Dive Brief:
- The Federal Communications Commission voted on Thursday to seek public comment on whether the federal E-rate “should be narrowed or reoriented” to meet the goals Congress established 30 years ago for the program.
- The FCC’s notice of proposed rulemaking will ask how E-rate-funded networks are being used for educational purposes, as well as what safeguards are in place to protect against waste, fraud and abuse.
- The commission is also considering policies to ensure participating schools and libraries are protecting children’s online safety and ensuring positive academic outcomes, including through limits on screen time and access to social media in schools.
Dive Insight:
The FCC’s notice of proposed rulemaking is a significant step toward considering changes for the federal discount program that helps connect nearly every school district in the U.S. to affordable internet.

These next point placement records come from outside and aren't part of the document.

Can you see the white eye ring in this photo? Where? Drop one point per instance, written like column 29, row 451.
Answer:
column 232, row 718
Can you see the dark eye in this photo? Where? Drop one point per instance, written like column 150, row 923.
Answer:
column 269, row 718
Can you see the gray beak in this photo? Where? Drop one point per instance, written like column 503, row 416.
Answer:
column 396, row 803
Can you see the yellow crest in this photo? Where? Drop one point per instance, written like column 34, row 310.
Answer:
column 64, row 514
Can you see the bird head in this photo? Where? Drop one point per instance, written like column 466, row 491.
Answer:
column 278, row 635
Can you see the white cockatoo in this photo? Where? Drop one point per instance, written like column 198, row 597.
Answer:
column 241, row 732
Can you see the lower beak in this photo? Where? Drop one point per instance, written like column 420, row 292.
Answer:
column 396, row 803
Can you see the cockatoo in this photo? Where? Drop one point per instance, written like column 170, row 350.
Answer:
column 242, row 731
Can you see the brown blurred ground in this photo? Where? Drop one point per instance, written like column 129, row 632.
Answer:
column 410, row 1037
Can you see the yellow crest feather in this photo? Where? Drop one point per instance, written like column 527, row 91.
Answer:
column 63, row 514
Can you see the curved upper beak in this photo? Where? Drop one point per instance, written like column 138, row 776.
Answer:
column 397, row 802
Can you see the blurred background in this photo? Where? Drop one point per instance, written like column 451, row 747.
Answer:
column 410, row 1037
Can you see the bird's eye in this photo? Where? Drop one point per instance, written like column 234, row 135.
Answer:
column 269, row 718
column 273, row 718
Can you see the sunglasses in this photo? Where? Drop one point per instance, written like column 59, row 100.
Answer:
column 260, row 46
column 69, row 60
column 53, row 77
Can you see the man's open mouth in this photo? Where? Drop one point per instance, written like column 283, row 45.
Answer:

E-rate advocates expressed deep concern, however, that the notice would lead to the FCC ending the program.
In the notice, the FCC signaled that ending the program could be on the table. Broadband access in schools and libraries has substantially expanded over the last three decades since E-rate was created to address limited internet access, the commission noted.
“We seek comment on whether and to what extent the E-Rate program has fulfilled that mission and whether continued funding is consistent with Congress’s original objective,” the FCC’s notice states. “Should the E-Rate program be limited or sunset to reflect today’s extensive connectivity rates? At what point should policymakers conclude that the program’s core objective has been achieved?”
Because internet prices are higher in areas with less competition, the FCC’s notice asks, should the E-rate program be limited to rural locations or places only served by one internet provider?
In a June 16 letter to the FCC, a coalition of E-rate advocates and stakeholders called for the commission to remove any consideration of ending E-rate or limiting it to certain areas from the final notice of proposed rulemaking.
The groups sending the letter included:
- Schools, Health & Libraries Broadband Coalition.
- American Library Association.
- AASA, The School Superintendents Association.
- American Federation of School Administrators.
- National Education Association.
- State E-rate Coordinators’ Alliance.
- Consortium for School Networking.
The letter said nothing in the E-rate statute empowers the FCC to end the program, including "after a certain period of time or after certain benchmarks are met.”
During Thursday’s meeting, FCC Chairman Brendan Carr said the notice will also consider reorienting the E-rate program around the growing questions and research about screen time in schools.
Carr pointed out that, as of April, at least six states had imposed screen time bans or limits while over a dozen more have introduced similar proposals. He also pointed to this week's approval by the Los Angeles Unified School District to ban or limit screen time based on grade level.
“Against this backdrop, I think it’s appropriate for the FCC to also look at its own programs,” including the $3 billion E-rate program, Carr said.
But opponents say eliminating E-rate would worsen the digital divide it was designed to fix.
The FCC notice “conflates two very different things: screen time and connectivity,” said Paul Lekas, executive vice president for global public policy and government affairs at the Software & Information Industry Association, in a Thursday statement.
“SIIA urges the FCC to recognize this distinction and target genuine concerns with precision, rather than risk severing the connectivity that closes the digital divide,” said Lekas.
FCC Commissioner Anna Gomez, who approved the notice in part, said eliminating E-rate would contradict the U.S. Department of Education’s call for students to learn how to safely and effectively use artificial intelligence.
“We cannot elevate national expectations for digital and AI literacy while simultaneously stripping away the digital tools required to meet them,” Gomez said. “We cannot declare that AI leadership is a national priority while questioning whether schools should continue to receive the connectivity required to teach it.”
Although concerns with children’s use of screen time should be taken seriously, Gomez said, it’s a conversation for homes and classrooms — and among local, state and federal legislators. “The FCC is not the nation's parent. It is not the nation's teacher. It is not the nation's school board.”